In the time of Jesus’ life as it is now. The Jewish Sabbath is a time of rest. No work in done. All meal preparation is completed before Sun down on Friday night. Worship and recovery are still observed today in Orthodox Jewish households. The centurions were sent out to be sure that Jesus was deal. They pieced his side. Fond him dead and then buried him before sunset. They could not touch a body on the Sabbath. So the slow process or recovery is laid out before us. We are to take the time to recovery and reconstruct the new normal of our life.
God’s pattern of darkness, earthquake and fabric of our life torn apart, uses the exact descriptors used in context for those that grieve. He gave us a model. When we understand the components of the model, we can process them, experience them and move through them to the final piece of God’s pattern.
RESURRECTION INTO A NEW LIFE
When Jesus rose from the dead he was changed. On the road to Emmaus, men who knew him, did not know him. He was a new being. He was the same, but different. Those that have experienced profound grief, become new beings too. They begin to have a new frame of reference in all of their activities. They make new friends, have new experiences – like attending a class on grief, or perhaps joining a widow’s group or perusing past times that are sources of enjoyment. The promise that God will walk with us to the new place in life where peace and contentment are abundant is clearly defined in the bible. New energy to do the work that God calls us to do is described in the events of the ascension of Jesus. We have to take the time to heal and recover and then to be obedient to respond to the new direction of life.

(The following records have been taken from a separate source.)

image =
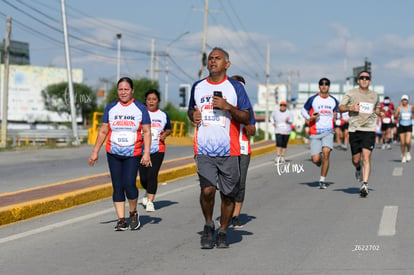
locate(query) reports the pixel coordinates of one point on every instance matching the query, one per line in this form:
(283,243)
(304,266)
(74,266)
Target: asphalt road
(290,227)
(25,169)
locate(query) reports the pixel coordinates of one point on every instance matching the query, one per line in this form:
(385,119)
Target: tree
(141,86)
(56,99)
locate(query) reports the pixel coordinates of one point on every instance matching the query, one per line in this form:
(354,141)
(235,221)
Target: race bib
(405,116)
(366,108)
(155,134)
(338,122)
(124,138)
(244,147)
(213,117)
(386,120)
(283,126)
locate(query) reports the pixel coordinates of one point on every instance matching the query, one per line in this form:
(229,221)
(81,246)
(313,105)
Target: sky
(306,39)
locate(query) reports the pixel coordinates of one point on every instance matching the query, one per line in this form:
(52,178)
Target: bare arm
(194,116)
(241,116)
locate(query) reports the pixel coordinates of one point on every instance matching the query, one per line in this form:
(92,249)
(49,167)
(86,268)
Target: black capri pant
(149,175)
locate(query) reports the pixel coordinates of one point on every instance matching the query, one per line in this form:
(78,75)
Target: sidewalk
(36,201)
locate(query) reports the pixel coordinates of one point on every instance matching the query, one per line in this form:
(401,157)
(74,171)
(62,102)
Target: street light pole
(118,68)
(167,56)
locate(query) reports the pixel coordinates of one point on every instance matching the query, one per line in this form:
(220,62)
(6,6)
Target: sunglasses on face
(364,77)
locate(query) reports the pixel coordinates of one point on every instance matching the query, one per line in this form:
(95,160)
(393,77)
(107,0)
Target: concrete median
(27,204)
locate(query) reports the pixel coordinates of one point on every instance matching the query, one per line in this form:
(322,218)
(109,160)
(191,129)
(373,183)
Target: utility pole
(152,59)
(118,59)
(267,92)
(167,56)
(69,72)
(290,74)
(3,141)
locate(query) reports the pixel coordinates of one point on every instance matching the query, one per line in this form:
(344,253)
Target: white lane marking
(388,221)
(53,226)
(106,211)
(272,163)
(397,171)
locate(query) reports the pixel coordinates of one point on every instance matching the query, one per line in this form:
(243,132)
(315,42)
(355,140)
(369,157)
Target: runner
(320,109)
(363,107)
(404,113)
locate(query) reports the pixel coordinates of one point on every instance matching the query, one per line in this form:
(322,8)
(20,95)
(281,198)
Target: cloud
(340,30)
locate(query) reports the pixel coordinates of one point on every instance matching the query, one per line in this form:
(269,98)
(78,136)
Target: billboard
(25,101)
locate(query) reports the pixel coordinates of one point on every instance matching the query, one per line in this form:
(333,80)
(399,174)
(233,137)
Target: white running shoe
(144,201)
(149,207)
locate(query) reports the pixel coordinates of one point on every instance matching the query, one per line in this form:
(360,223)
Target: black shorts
(405,129)
(359,140)
(282,140)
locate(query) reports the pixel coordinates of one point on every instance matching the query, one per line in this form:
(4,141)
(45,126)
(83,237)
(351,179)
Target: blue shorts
(320,140)
(221,172)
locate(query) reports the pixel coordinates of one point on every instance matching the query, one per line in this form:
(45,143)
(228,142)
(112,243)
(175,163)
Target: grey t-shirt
(366,119)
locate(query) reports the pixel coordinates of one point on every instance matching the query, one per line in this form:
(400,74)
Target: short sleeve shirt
(125,125)
(366,119)
(160,122)
(326,107)
(218,134)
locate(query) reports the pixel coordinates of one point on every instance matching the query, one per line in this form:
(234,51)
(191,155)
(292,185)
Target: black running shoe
(121,225)
(207,241)
(363,190)
(358,175)
(221,240)
(134,220)
(236,223)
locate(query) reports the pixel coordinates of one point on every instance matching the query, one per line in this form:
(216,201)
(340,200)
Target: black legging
(149,175)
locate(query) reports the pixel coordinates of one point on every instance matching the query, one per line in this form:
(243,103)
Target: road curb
(30,209)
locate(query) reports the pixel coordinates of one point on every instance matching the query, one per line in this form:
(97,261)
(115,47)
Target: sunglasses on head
(364,77)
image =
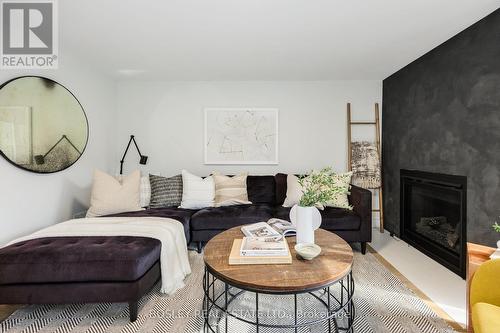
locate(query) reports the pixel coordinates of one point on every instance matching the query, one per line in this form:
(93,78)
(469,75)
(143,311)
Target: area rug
(383,304)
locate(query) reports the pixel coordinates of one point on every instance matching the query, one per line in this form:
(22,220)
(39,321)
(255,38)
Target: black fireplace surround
(433,216)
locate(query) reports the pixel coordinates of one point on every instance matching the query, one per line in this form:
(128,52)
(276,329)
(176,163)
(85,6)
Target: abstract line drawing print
(241,136)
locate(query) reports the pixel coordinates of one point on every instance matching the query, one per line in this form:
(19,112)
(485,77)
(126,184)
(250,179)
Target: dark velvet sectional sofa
(267,194)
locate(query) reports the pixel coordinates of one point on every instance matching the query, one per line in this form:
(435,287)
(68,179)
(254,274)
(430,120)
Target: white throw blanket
(174,256)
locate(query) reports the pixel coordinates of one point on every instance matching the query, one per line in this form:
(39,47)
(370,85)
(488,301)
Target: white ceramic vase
(306,220)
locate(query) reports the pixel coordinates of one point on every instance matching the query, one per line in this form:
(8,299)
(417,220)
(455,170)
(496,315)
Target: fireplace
(434,216)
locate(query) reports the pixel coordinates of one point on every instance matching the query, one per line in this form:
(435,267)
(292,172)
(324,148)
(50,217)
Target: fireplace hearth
(434,216)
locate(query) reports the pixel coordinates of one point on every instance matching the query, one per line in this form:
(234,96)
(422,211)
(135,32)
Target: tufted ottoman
(79,270)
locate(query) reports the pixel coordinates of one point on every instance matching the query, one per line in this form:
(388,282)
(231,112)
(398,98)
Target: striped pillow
(165,192)
(230,191)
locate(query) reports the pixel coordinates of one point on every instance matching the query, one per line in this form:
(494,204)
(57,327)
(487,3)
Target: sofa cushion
(180,214)
(261,189)
(230,216)
(331,218)
(78,259)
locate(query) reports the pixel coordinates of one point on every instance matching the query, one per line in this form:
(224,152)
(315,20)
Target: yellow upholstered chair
(485,298)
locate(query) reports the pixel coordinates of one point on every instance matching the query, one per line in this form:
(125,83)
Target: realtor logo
(29,34)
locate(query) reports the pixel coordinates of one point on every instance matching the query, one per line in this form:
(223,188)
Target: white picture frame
(241,136)
(16,140)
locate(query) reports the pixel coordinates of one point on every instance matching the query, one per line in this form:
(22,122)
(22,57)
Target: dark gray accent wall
(441,113)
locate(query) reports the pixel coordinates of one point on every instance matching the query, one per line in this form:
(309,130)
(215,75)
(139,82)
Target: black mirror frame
(84,114)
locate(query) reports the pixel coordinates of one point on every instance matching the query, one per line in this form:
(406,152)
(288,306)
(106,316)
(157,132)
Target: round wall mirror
(43,127)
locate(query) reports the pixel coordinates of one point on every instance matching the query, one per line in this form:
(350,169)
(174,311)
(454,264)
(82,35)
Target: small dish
(307,251)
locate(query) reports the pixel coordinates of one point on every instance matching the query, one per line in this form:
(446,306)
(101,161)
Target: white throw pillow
(197,192)
(145,191)
(112,196)
(293,191)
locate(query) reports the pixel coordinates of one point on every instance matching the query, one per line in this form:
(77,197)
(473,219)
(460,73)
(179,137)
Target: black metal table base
(225,307)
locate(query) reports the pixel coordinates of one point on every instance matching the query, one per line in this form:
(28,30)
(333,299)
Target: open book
(272,228)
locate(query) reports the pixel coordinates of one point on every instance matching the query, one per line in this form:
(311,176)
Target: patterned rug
(383,304)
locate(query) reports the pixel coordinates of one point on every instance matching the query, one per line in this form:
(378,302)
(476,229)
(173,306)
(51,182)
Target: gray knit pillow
(165,192)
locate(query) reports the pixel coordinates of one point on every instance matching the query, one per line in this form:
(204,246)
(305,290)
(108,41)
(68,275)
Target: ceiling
(260,39)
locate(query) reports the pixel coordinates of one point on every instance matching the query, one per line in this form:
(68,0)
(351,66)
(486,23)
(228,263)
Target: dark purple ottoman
(79,270)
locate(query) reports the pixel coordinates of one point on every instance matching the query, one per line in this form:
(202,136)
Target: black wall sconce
(143,158)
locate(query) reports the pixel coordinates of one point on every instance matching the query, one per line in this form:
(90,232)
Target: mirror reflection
(43,127)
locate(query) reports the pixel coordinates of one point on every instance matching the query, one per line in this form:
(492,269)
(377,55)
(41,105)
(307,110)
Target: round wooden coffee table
(304,294)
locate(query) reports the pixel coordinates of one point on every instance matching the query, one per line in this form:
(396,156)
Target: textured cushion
(179,214)
(261,189)
(110,196)
(165,192)
(334,219)
(197,192)
(78,259)
(280,180)
(485,318)
(230,191)
(230,216)
(341,180)
(145,191)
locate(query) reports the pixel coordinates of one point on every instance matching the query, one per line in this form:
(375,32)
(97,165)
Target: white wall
(29,201)
(167,119)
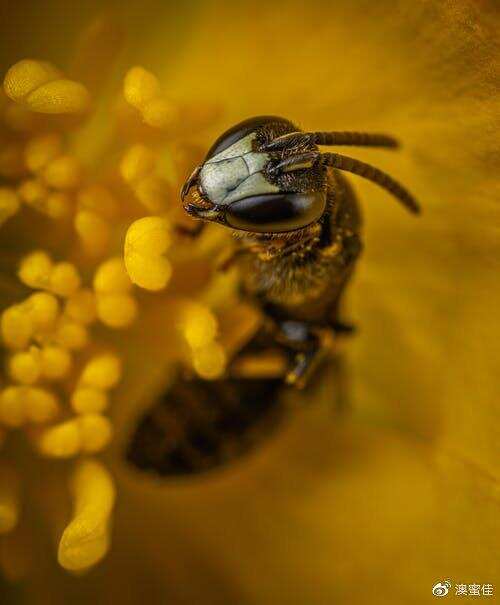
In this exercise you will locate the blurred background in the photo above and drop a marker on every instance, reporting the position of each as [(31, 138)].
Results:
[(400, 491)]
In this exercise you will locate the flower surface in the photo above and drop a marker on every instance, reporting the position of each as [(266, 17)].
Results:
[(373, 503)]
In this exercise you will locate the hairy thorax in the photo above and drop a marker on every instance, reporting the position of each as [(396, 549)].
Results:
[(304, 276)]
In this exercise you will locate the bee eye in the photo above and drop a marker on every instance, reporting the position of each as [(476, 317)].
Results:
[(276, 212)]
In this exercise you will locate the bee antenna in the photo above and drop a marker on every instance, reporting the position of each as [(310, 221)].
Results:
[(343, 162)]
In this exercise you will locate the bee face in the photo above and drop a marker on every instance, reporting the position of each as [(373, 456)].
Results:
[(236, 186)]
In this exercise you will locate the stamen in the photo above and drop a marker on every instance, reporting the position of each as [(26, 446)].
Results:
[(41, 87), (145, 244), (86, 539)]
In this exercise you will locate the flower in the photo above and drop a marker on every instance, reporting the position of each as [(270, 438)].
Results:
[(373, 505), (61, 364)]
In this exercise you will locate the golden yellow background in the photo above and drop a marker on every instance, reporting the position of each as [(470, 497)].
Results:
[(377, 504)]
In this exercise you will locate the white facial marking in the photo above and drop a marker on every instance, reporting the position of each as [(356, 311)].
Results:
[(235, 173)]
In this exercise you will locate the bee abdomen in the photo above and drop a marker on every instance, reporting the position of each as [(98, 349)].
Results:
[(200, 425)]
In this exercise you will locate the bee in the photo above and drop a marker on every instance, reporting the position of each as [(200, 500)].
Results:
[(298, 229)]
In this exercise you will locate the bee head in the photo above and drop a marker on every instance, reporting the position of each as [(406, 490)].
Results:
[(236, 185)]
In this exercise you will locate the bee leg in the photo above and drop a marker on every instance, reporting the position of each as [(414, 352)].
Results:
[(192, 233), (343, 328), (305, 349)]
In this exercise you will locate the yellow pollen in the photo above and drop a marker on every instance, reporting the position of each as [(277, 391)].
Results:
[(86, 539), (43, 309), (16, 326), (96, 432), (42, 88), (55, 362), (63, 440), (209, 361), (35, 270), (81, 306), (9, 204), (111, 277), (197, 324), (140, 87), (146, 242), (25, 367), (12, 407), (87, 400), (102, 372), (40, 404)]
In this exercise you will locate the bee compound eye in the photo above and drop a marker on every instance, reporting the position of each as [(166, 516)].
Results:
[(277, 212)]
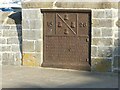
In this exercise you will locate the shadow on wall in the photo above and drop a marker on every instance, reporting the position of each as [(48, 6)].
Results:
[(17, 17)]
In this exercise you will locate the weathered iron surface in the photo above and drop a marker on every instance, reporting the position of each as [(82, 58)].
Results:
[(67, 40)]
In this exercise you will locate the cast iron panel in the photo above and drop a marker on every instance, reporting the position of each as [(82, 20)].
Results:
[(67, 40)]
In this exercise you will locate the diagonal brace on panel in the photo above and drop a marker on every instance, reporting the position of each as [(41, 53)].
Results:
[(66, 23)]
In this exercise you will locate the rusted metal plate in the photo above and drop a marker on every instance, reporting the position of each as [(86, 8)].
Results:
[(67, 40)]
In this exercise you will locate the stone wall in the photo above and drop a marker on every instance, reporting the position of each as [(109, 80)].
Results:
[(10, 38), (105, 45)]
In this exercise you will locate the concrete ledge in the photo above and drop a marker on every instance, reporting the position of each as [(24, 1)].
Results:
[(93, 5)]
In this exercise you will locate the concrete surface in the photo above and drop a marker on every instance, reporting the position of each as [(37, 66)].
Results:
[(37, 77)]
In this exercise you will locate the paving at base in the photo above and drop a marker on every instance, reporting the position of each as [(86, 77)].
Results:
[(37, 77)]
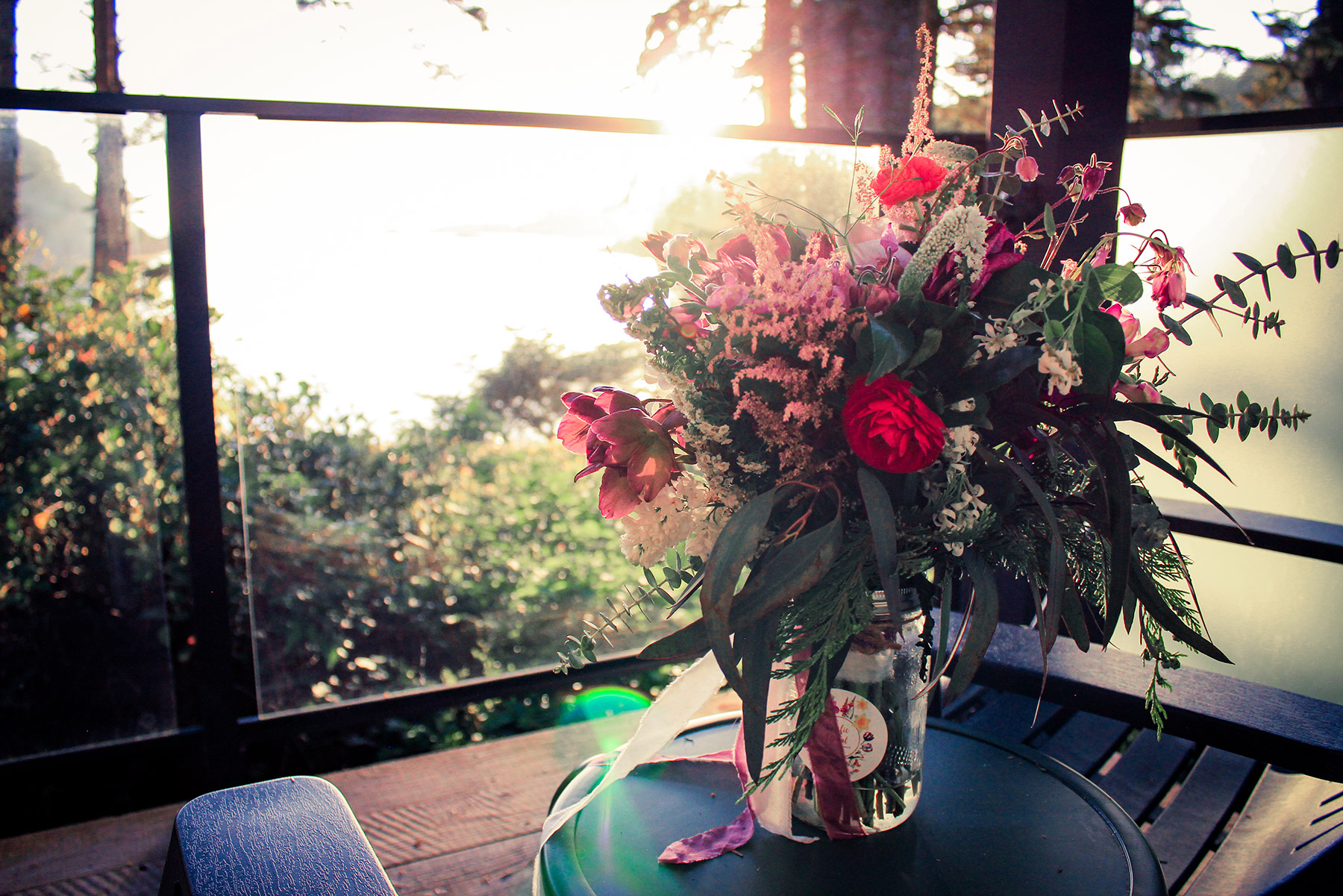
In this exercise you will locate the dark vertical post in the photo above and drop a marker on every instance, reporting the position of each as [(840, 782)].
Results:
[(1068, 51), (213, 662)]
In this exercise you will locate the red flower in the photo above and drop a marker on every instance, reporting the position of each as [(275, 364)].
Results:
[(889, 427), (918, 176)]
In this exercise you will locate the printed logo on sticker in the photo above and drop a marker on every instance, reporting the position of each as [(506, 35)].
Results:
[(861, 730)]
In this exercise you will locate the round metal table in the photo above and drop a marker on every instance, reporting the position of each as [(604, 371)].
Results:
[(994, 817)]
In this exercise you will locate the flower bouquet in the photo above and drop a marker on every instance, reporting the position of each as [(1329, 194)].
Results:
[(891, 404)]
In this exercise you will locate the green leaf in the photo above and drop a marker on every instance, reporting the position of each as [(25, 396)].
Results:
[(1175, 328), (1143, 414), (1119, 283), (927, 347), (785, 575), (1232, 289), (1162, 613), (997, 371), (1101, 352), (892, 345), (983, 624), (736, 545), (1286, 263), (881, 516), (1249, 261), (1171, 471)]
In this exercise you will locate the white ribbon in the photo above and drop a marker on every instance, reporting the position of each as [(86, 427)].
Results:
[(678, 703)]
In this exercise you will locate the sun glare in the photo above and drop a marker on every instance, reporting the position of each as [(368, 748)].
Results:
[(698, 95)]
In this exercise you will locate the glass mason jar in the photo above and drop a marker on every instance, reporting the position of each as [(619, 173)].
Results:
[(881, 718)]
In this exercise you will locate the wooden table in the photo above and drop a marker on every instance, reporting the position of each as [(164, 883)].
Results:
[(461, 822), (466, 821)]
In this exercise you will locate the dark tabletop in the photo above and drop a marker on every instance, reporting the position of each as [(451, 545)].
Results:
[(994, 817)]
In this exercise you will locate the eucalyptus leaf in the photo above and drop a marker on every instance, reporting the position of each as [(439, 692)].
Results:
[(1249, 261), (983, 624), (927, 347), (1286, 261), (881, 518), (1119, 283), (892, 345), (1162, 613)]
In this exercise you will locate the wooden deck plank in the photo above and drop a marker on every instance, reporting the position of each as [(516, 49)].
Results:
[(1145, 771), (1286, 824), (1183, 830), (495, 869), (414, 809), (105, 852), (1012, 716), (1084, 742)]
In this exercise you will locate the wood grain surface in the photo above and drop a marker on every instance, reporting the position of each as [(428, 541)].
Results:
[(461, 821)]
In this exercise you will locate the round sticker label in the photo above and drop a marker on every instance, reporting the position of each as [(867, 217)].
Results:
[(861, 730)]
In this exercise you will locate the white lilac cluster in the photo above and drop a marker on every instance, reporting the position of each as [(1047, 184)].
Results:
[(953, 471), (1064, 372), (973, 243), (998, 337), (678, 512), (962, 229), (960, 513)]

It is also important to know that the New Normal is exhausting. That feeling is normal as well. As we examine the emotional exhaustion, an interesting parallel of physical exhaustion comes to mind. If there was an injury – such as a broken ankle or wrist, the public would notice the gray boot or the brace and sling for the arm. It would be apparent to others that an injury had occurred and was now healing. Gentle assistance, like helping with doors, or even offers to drive to the Dr. offices for appointments would come from strangers and friends. After the initial treatment the patient would be told to “go home and rest”. That is because the body – without direct mental instruction, is using all of it’s energy to heal the broken or injured area; bones to be knit, blood vessels to reconnect, ligaments and other tissue to rebind to the appropriate location within the body. The naps and the resting periods are welcome because even though there may not be pain, the patient is tired somehow. Likewise the experience of a profound grief event is like an injury to the soul. A wound that may be long and deep or a small entry wound but with a deep puncture. Often the one significant wound may have accompanying smaller but painful wounds as well.